2010 Ugandan action movie

Rating: 4/20

Plot: Captain Alex leads an elite squad to take down the Tiger Mafia. That is, until he's killed. After that, his brother--the Ugandan Bruce Lee--gets involved. Action movie!

I've seen a lot of movies in the more-than-a-decade I've written about movies, but I've not seen anything like this Ugandan action movie. As an ultra-low-budget action movie with barely any plot at all, this is nothing new. There are some Birdemic-esque special effects with blood spurts and some helicopter, a helicopter that at one point even flies backwards. There's a ridiculous training montage. There's the Ugandan Bruce Lee (Bruce U, according to our excited narrator [more on him in a bit]), and as a matter of fact, everybody in Uganda seems to know kung fu. There's some terrifically awful music choices, all lifted from elsewhere and including this recurring karaoke version of Seal's "Kiss from a Rose," never used in what you'd say is an appropriate way. I mean, if there is an appropriate way to use a karaoke version of Seal's "Kiss from a Rose" in an action movie.
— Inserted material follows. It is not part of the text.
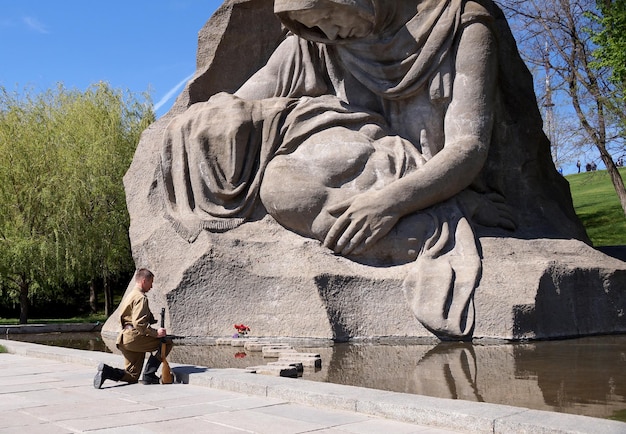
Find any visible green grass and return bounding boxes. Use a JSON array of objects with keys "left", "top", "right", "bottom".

What makes this memorable is the use of V.J. Emmie, a friend of the director who narrates as a "video joker" in order to help translate the movie for English-speaking audiences and provide some commentary. He interrupts the action frequently, laughs or throws in a "Mamma mia!" when people get shot, reminds us all that this is indeed a movie (including one moment when he just repeats the word "Movie!" over and over again during one action sequence), reminds us that the good guy characters are commandos by saying "Commandos!" over and over, makes fun of the actions, makes cracks about eating German people, occasionally provides his own sound effects, lets us know when there's a "supa kicker" or a "supa rider" onscreen, makes a plea for us all to see another movie called Bad Black, calls a bunch of birds "dinosaurs," invents a new euphemism for sexual intercourse ("beat the rat serious"), turns the thing into a damn musical at one point, and praising the Tiger Mafia's choice in panties. He's awesome, and I'd love him to record Video Joker commentary for any Marvel movie I'm about to watch.

The best-worst actor in this thing is Sserunay Ernest whose best moment is when he destroys a television while crying.

Action movie!

I'll have to check out more in Nabwana I.G.G.'s filmography sometime even though it's the kind of movie that makes me feel like less of a man. This, by the way, almost doesn't exist at all as he had to erase the original movie from his computer in order to make the follow-up. This movie was made for two hundred dollars, and you really have to admit that Nabwana I.G.G. managed to do a lot with what it currently costs to see a movie and buy popcorn and a cola.